Darum seid auch ihr bereit! Denn der Menschensohn
kommt zu einer Stunde, da ihr’s nicht meint.

Matthäus 24,44

Ein Aufruf zur Wachsamkeit! Denn mit dem wiederkommenden
Menschensohn kommt das Weltgericht.
Ich füge an dieser Stelle wieder mal einen Blick in mein
Schulzimmer ein: Siebte Klasse, wir nehmen die Reformation
durch. Ich schreibe an die Tafel «Was kommt nach
dem Tod?» und denke, das sei in einer halben Minute erledigt.
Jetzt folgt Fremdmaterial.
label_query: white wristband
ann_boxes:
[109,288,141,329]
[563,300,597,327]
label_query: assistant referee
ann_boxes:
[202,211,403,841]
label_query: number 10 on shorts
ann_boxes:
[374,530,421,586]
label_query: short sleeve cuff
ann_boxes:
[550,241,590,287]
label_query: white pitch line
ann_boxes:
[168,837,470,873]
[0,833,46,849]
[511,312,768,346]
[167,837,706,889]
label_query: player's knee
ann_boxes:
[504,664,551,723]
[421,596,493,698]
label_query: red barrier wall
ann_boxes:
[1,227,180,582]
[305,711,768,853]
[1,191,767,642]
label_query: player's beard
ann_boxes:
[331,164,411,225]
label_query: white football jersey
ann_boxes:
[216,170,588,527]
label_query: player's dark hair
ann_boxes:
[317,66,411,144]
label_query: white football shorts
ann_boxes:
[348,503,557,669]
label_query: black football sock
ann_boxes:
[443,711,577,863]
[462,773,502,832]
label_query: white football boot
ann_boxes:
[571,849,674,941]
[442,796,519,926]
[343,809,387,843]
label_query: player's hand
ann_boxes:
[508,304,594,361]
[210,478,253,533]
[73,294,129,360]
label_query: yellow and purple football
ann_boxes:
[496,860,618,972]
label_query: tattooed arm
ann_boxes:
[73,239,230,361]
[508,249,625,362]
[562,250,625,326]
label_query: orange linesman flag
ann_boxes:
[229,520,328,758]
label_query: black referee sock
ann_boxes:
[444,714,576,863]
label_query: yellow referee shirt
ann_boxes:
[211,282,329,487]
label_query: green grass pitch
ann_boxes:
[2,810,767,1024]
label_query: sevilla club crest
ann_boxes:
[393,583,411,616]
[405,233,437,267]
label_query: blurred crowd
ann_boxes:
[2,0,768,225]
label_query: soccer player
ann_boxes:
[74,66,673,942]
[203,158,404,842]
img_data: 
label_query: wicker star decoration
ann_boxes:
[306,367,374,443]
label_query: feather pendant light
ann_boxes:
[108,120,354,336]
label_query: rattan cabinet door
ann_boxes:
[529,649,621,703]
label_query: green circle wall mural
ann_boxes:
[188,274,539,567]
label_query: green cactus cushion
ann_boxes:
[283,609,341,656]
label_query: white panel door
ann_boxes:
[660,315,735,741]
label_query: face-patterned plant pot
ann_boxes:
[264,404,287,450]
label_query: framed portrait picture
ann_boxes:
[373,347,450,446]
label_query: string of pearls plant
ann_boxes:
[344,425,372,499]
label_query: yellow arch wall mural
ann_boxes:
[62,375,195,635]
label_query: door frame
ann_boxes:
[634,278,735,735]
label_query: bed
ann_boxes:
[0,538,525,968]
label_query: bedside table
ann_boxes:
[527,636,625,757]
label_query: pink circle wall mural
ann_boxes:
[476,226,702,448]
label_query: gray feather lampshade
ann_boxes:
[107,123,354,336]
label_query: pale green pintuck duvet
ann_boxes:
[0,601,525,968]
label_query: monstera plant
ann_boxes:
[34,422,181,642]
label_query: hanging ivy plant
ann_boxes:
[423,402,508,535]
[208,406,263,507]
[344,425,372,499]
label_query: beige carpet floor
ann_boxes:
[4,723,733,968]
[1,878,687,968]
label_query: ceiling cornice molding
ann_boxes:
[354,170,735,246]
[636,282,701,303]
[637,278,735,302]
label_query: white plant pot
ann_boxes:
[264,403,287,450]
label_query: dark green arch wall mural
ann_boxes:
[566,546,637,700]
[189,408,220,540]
Wahrscheinlich werden alle sagen: «Das kann man
nicht wissen.» Aber nein, es entwickelt sich eine wunderbare
Stunde mit Offenbarungen aus einigen Schülerseelen. Einige
glauben an so etwas wie ein Gericht. Ein Junge sagt, er frage
sich jeden Abend vor dem Einschlafen, ob er «gut» gewesen
sei. Ob es denn für alle einen Weg in diesen sogenannten
Himmel gebe oder nur für die Guten, frage ich weiter. Es
entsteht ein Konsens darüber, dass man seine «Sünden»
schon bereuen müsse. Und vor Gott verbergen könne man
sowieso nichts. Aber: «Gott ist ja ein guter Mensch, äh, Gott.
Er spürt, ob du bereust, und das ist das Wichtigste», sagt ein
Mädchen. – Interessant: Die Diskussion wird von den Muslimen
und Musliminnen geführt, die anderen schweigen und
machen ein wenig grosse Augen.
Aber wahrscheinlich würden alle das teilen, was der
Menschensohn laut Matthäus beim Weltgericht über die
«Guten» sagt: «Was ihr einem dieser meiner geringsten
Brüder getan habt, das habt ihr mir getan.»